Self-portrait of comic illustrator, Al Capp - courtesy Wikipedia
Today is one of the non-holiday anomalies that makes people scratch their heads asking, “Why do we add an extra day to the year every four years?”
As aside, comic illustrator Al Capp (see insert) selected Leap Year Day in 1937 to be renamed Sadie Hawkins Day in Capp’s famous comic strip series titled Lil’ Abner. The gist behind the fictitious Sadie Hawkins Day is that it’s a sanctioned opportunity for women to chase down men every four years in an attempt to get a husband.
On Sadie Hawkins Day, in Lil’ Abner‘s made up town of Dogpatch, if a woman catches an eligible bachelor and drags him to the finish line before sundown, he is obligated by law to marry her.

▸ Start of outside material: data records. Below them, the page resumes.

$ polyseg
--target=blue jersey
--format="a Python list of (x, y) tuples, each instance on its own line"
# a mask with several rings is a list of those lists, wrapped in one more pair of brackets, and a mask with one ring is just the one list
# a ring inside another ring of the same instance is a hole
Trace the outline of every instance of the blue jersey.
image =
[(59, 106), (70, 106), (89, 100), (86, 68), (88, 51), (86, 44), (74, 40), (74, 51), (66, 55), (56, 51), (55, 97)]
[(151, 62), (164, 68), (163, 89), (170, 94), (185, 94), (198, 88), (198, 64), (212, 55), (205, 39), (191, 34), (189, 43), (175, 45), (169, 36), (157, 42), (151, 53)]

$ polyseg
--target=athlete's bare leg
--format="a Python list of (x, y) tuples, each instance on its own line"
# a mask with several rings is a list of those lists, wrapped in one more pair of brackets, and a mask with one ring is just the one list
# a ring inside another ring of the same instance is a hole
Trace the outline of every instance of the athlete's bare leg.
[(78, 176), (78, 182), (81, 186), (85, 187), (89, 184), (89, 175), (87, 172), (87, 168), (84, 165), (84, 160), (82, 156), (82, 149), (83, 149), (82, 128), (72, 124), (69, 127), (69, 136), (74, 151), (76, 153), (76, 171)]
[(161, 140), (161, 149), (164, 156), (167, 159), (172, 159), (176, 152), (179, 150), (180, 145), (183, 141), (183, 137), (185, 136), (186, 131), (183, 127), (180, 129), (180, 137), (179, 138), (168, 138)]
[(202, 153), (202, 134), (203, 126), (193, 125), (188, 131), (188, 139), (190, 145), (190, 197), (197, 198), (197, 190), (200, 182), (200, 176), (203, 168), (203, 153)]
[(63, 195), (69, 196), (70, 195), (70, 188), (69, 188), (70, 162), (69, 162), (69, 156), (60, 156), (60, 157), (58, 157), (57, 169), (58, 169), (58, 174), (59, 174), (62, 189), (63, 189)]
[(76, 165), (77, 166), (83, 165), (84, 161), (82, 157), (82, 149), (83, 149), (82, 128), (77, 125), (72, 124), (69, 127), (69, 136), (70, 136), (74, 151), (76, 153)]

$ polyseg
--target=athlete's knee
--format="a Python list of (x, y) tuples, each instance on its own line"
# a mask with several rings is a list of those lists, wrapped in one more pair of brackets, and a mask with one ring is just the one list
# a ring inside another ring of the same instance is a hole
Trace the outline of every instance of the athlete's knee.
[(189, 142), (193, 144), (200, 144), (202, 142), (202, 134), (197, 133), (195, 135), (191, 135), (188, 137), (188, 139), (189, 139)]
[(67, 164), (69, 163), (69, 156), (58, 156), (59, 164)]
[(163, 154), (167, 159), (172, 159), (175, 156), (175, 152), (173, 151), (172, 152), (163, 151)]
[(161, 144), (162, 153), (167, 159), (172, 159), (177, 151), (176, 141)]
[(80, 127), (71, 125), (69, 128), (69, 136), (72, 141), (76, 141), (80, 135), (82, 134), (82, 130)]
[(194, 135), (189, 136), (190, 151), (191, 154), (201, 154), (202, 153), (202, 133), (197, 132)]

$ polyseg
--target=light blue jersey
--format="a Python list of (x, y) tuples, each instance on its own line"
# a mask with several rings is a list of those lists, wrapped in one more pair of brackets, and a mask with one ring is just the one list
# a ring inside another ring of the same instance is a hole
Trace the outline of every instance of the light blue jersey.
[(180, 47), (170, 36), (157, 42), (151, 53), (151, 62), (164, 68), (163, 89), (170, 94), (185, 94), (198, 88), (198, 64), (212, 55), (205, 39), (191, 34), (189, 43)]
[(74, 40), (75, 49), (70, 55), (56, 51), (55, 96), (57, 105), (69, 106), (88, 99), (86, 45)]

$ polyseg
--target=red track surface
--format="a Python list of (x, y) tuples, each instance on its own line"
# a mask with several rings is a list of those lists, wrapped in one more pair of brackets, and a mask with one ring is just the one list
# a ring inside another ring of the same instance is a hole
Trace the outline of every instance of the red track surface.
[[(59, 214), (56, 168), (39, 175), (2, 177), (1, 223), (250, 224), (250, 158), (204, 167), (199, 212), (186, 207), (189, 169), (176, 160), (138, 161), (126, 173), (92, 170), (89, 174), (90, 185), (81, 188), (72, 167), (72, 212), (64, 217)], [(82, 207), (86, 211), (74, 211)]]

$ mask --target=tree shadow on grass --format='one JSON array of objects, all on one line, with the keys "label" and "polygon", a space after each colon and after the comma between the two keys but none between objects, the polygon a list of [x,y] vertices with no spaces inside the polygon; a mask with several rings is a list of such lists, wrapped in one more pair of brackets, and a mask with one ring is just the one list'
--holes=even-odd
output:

It’s a quaint little story that’s still played out in high school musicals across the country each year, and offers some folk lore texture to the non-holiday that is Leap Year Day.
For the actual reasons of how and why we NEED leap year day, here is a great explanation by the highly entertaining and always informative C.G.P. Grey.
Growing up I knew one kid who was actually born on leap year day – we always joked that while the rest of us were 12 years old he had an infantile chronological age of three (that still makes me chuckle today).
Question: How do you plan on not celebrating the non-holiday of Lear Year Day?